The Securities Regulations 2009 require issuers to make copies of certain material contracts available for public inspection as part of the requirements for an offer of securities to the public under the Securities Act regime.
From time to time we receive an exemption application from an issuer who seeks to exclude from its material contracts information that it considers to be commercially sensitive.
In considering such applications, we need to determine the appropriate balance between the investors' need to know the sensitive information and the potential competitive harm to the issuer in disclosing that information.
This note sets out current FMA policy in this area.
Requirement to disclose material contracts
The Securities Regulations 2009 require disclosure of material contracts as follows:
Clause 17 of the First Schedule to the Regulations (and equivalent provisions in other Schedules) requires disclosure in the prospectus of certain prescribed information about the issuing group's material contracts;
Regulation 18(1)(a) requires a registered prospectus to have attached to it, or be accompanied by, copies of the material contracts (which will then be available for public inspection at the Companies Office); and
Clause 25(c) of the First Schedule (and equivalent provisions in other Schedules) requires that the prospectus state the times and places where copies of the material contracts may be inspected by any person on payment of any fee.
The starting point for consideration of exemption applications of this nature is that we aim for full disclosure, and we will only permit deletion of commercially sensitive information from material contracts in exceptional circumstances. Such exceptional circumstances must be clearly identified in any application for exemption.
No exemption will be granted where exclusion of the information in question means the prospectus will be likely to deceive, mislead or confuse with regard to any particular that is material to the offer, including by failing to refer, or give proper emphasis, to adverse circumstances.
We may be willing to grant an exemption that will permit an issuer to exclude commercially sensitive information from the disclosure copies of material contracts, if it is satisfied that disclosure of the information will be seriously detrimental to the issuer, and that detriment outweighs the benefit arising from publication. Each application will be considered on a case by case basis.
We are unlikely to grant such an exemption where:
disclosure of the information is required by any other law or the listing requirements of New Zealand or any other jurisdiction to which the issuer is subject; or
disclosure of the information would be detrimental to the issuer solely because of a duty of confidence owed to a third party.
Any exemption granted will be in respect of the particular information determined to be sensitive, and to meet the above criteria, rather than being an exemption applying to the whole contract.

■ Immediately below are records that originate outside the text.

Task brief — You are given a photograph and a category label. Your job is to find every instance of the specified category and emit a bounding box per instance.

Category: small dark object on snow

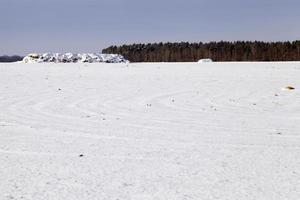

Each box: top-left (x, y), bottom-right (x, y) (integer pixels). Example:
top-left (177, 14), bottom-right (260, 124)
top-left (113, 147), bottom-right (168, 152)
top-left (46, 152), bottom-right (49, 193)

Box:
top-left (277, 132), bottom-right (282, 135)
top-left (58, 88), bottom-right (62, 91)
top-left (284, 86), bottom-right (295, 90)
top-left (79, 154), bottom-right (84, 157)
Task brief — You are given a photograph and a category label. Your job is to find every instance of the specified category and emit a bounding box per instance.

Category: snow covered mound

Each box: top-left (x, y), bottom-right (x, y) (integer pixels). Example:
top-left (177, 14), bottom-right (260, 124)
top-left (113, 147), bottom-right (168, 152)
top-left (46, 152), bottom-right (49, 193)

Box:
top-left (23, 53), bottom-right (129, 63)
top-left (198, 58), bottom-right (213, 63)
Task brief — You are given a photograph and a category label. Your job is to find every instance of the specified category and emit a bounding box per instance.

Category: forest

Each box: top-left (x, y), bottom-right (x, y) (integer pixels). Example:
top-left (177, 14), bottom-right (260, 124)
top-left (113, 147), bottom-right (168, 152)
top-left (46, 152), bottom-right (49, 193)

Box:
top-left (0, 55), bottom-right (23, 62)
top-left (102, 41), bottom-right (300, 62)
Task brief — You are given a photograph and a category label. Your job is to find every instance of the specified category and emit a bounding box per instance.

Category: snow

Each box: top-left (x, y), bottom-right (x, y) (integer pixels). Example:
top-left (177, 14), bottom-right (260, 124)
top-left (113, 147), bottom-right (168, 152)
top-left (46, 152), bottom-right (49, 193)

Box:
top-left (23, 53), bottom-right (129, 63)
top-left (1, 62), bottom-right (300, 199)
top-left (198, 58), bottom-right (213, 63)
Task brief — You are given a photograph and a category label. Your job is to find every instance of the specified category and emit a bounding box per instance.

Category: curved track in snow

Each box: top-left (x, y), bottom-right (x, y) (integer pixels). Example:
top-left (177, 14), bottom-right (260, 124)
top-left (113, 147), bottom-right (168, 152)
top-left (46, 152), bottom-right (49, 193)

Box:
top-left (1, 62), bottom-right (300, 199)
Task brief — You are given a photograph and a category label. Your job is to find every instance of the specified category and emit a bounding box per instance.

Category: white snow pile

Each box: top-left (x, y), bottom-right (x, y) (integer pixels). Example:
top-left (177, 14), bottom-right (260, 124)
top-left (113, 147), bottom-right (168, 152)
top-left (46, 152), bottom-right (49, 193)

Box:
top-left (23, 53), bottom-right (129, 63)
top-left (198, 58), bottom-right (213, 63)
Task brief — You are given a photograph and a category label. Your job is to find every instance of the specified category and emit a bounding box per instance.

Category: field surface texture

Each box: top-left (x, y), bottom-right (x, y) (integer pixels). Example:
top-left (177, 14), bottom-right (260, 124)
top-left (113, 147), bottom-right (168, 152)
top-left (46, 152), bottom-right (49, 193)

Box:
top-left (1, 62), bottom-right (300, 200)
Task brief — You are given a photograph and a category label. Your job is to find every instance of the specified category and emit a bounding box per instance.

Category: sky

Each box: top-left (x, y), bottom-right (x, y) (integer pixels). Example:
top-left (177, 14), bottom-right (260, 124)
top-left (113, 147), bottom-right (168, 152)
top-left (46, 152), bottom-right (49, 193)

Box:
top-left (1, 0), bottom-right (300, 55)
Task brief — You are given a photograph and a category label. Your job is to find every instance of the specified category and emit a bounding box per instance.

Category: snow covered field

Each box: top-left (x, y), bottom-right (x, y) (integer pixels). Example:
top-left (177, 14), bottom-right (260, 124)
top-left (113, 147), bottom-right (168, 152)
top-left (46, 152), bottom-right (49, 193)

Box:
top-left (1, 62), bottom-right (300, 200)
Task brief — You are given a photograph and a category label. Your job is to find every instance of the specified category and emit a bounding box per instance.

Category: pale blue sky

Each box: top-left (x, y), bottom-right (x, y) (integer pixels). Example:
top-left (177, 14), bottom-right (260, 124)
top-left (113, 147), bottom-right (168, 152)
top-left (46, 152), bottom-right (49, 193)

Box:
top-left (1, 0), bottom-right (299, 55)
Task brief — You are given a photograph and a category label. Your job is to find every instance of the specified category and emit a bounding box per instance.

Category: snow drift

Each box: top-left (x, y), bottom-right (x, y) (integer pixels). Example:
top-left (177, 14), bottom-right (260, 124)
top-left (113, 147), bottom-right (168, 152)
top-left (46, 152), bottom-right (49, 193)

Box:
top-left (198, 58), bottom-right (213, 63)
top-left (23, 53), bottom-right (129, 63)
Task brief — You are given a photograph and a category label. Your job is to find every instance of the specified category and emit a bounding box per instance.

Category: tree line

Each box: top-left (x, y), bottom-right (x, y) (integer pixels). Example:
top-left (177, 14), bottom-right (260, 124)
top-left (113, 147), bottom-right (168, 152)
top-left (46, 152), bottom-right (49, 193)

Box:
top-left (0, 55), bottom-right (23, 62)
top-left (102, 41), bottom-right (300, 62)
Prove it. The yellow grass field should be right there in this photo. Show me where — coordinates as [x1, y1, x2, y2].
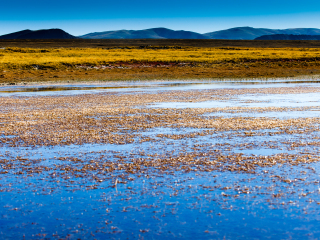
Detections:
[1, 47, 320, 70]
[1, 46, 320, 83]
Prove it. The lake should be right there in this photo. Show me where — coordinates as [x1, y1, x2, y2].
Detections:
[1, 79, 320, 239]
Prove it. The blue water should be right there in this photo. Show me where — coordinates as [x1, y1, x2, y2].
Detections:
[1, 79, 320, 239]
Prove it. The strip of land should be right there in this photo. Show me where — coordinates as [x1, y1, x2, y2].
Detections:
[1, 40, 320, 83]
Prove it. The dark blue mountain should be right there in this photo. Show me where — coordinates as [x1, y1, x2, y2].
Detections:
[80, 27, 209, 39]
[204, 27, 320, 40]
[0, 29, 77, 39]
[255, 34, 320, 40]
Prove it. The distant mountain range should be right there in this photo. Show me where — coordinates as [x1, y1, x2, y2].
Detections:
[1, 27, 320, 40]
[80, 27, 320, 40]
[80, 27, 209, 39]
[255, 34, 320, 40]
[0, 29, 77, 39]
[203, 27, 320, 40]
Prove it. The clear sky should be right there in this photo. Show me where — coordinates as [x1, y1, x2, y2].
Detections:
[1, 0, 320, 36]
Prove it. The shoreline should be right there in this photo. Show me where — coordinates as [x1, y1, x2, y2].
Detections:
[1, 75, 320, 89]
[1, 63, 320, 85]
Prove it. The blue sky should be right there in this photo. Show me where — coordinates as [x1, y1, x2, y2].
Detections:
[1, 0, 320, 35]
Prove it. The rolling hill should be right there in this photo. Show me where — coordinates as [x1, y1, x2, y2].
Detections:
[1, 27, 320, 40]
[80, 27, 209, 39]
[0, 29, 77, 39]
[81, 27, 320, 40]
[204, 27, 320, 40]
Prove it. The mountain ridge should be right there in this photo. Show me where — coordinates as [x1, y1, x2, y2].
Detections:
[0, 29, 77, 39]
[80, 27, 209, 39]
[1, 27, 320, 40]
[81, 27, 320, 40]
[203, 27, 320, 40]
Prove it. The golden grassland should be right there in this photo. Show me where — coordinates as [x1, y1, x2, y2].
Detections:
[2, 47, 320, 68]
[1, 46, 320, 83]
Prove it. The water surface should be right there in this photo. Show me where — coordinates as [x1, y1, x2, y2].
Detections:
[1, 79, 320, 239]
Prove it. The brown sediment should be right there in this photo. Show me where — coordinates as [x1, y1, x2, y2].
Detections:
[1, 60, 320, 84]
[1, 84, 320, 207]
[1, 86, 320, 152]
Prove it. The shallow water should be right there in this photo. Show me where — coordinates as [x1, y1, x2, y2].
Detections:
[1, 79, 320, 239]
[1, 78, 320, 96]
[152, 91, 320, 109]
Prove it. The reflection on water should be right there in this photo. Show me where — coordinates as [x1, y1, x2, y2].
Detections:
[152, 93, 320, 109]
[2, 78, 320, 96]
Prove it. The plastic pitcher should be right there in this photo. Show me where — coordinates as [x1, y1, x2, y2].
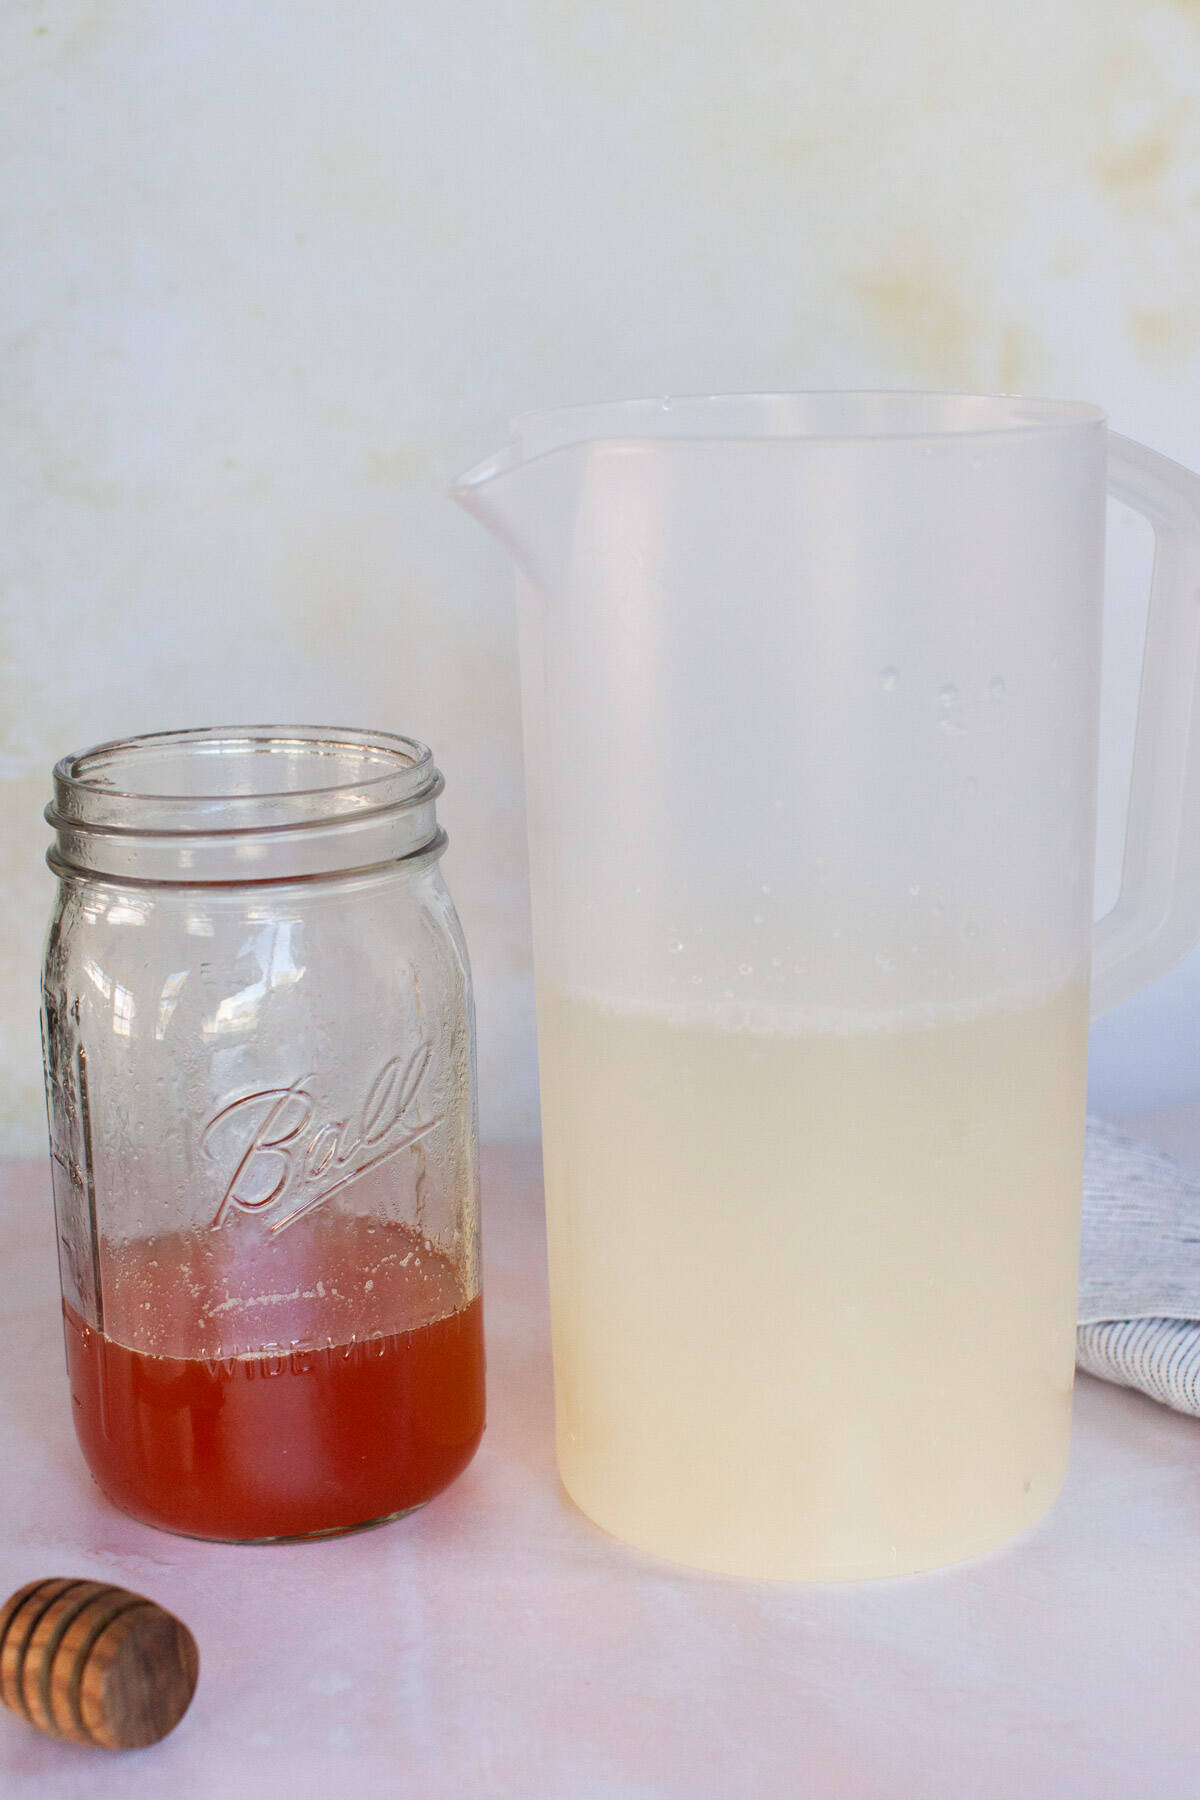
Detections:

Any exemption granted can be expected to be conditional upon the prospectus stating, at the appropriate point in the statutory information section:
that information has been deleted from the particular contract; and
the reasons why the information has been deleted; and
the general nature of the material information that has been deleted.
Offers of financial products under the FMC Act
The FMC Regulations 2014 require that, if the existence, or any of the terms, of a contract entered into by any member of the issuing group is material information, the register entry contain a copy of the contract, or a summary of its key terms (including the material information). An exception is that this is not necessary if all of the key terms and material information are summarised or disclosed in the Product Disclosure Statement (PDS).
If the existence, or key terms, of a contract required to be summarised on the register contained commercially sensitive information we will consider this policy in determining any exemption application.